Having a hard time keeping the a string muted while plucking on the g sting.
I will usually do one of:
- rest my thumb on it
- mute with the pinky of my plucking hand
- palm mute it
- mute it occasionally with a spare fretting finger
but muting is hard and is a skill sort of developed over time.
Resting your thumb on it is the easiest - getting used to moving your thumbrest for convenience is a good thing to do.
I float my thumb, so it naturally lands on the D string and also mutes the A. E, and B strings when I pluck the G string. Obviously if you anchor your thumb on the pickup at all times (as many bassists do), this would not work, so I guess you’d have to mute the A string with your fretting hand.
How do you currently mute the D string when you play the G string?
My preferred position is to have my thumb rest two strings lower than the string I’m playing. If I’m playing the G string, I’ll rest my thumb on the A string. My pluck across the G string will land on the D string and mute it. An upper part of my thumb is also muting the E string.
If I have to play the D string from that position I won’t move my thumb just for that.
If I have to play the A string I’ll move my thumb up to the E string or the pickup depending on what else I’m going to play next. I try to pick thumb positions that either minimize moving around or get me through a difficult phrase. I’m OK reaching for the G string if I know I’m going to be back on A anyway and won’t have a muting problem.
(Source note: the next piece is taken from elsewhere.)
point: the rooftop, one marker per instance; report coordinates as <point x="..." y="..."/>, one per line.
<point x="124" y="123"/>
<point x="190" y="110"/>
It’s a little bit like choosing fretting fingering, presetting positions to allow unwinding the next phrase gracefully.
@howard gets to give you more options than I have in my ability. I don’t have the other techniques mastered yet so I’m still making this one work the best I can.
My best advice for getting better at additional muting techniques: play with a pick
If it’s a quick move to the g, i’ll rest my thumb on the a to mute both the e and a. If i’ll be playing on the g for more than a few notes, i’ll probably use floating thumb muting.